MANILA — Further acceleration of domestic inflation rate to a 14-year high last November played a big role in the 50 basis points increase of the Bangko Sentral ng Pilipinas (BSP) key rates on Thursday, a day after the Federal Reserve announced the same hike.
Effective Dec. 16, the BSP’s overnight reverse repurchase (RRP) rate will be at 5.5 percent, same as in December 2008 when the rate was reduced by 50 basis points, BSP Governor Felipe Medalla said in a briefing.
During the same time, the central bank’s overnight deposit rate will be at 5 percent and the overnight lending rate will be at 6 percent
The rate of price increases accelerated to 8 percent last November from the previous month’s 7.7 percent.
This brought the average inflation in the first 11 months this year to 5.6 percent, way over the 2 to 4 percent target band of the government.
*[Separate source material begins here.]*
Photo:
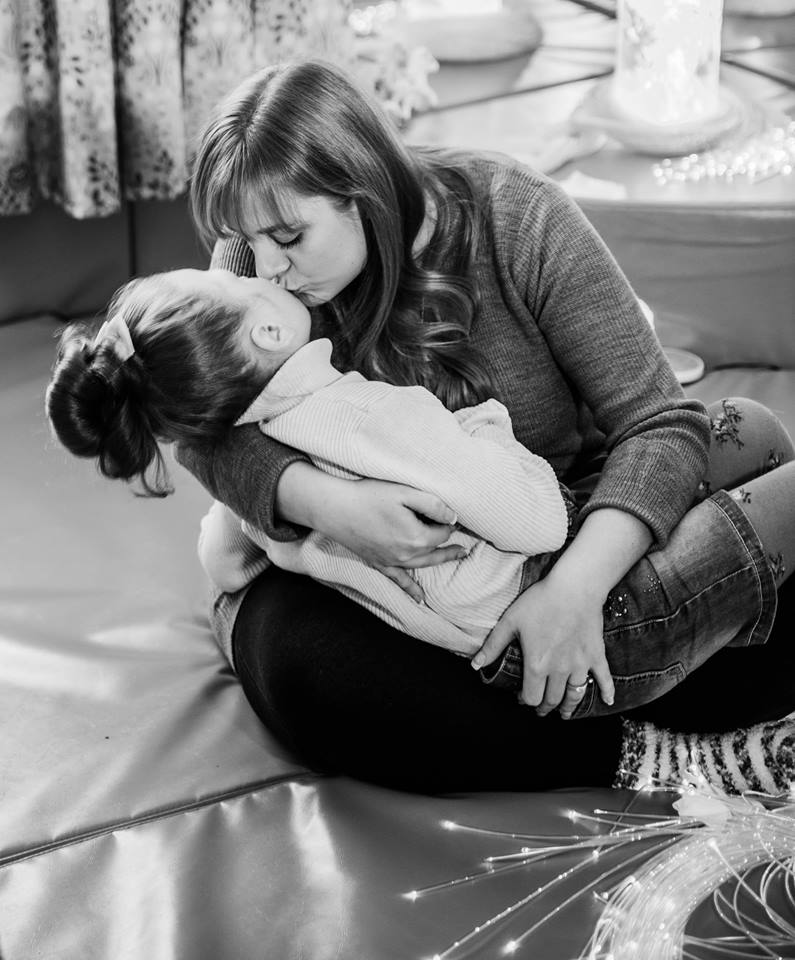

Medalla also attributed the further upward adjustment in the central bank’s key policy rate to expectations that domestic inflation rate will hit its peak for the year this month as core inflation remains on the uptrend and pent-up demand remains high.
He said upside risks to inflation “continue to dominate the inflation outlook up to 2023 while remaining broadly balanced in 2024.”
Medalla traced the upside risk to higher food prices in the international market on account of jumps in fertilizer prices and supply chain problems, as well as the higher prices of some fruits and vegetables in the domestic market due to weather-related factors, pending fare hike petitions, higher sugar prices and potential wage increase.
However, these factors are expected to be countered by expectations for a weaker global economic output.
“Amid broad-based inflation pressures, persistent upside risks to inflation, and elevated inflation expectations, the Monetary Board deems it necessary to take aggressive monetary action to bring headline inflation back to within target as soon as possible,” Medalla said.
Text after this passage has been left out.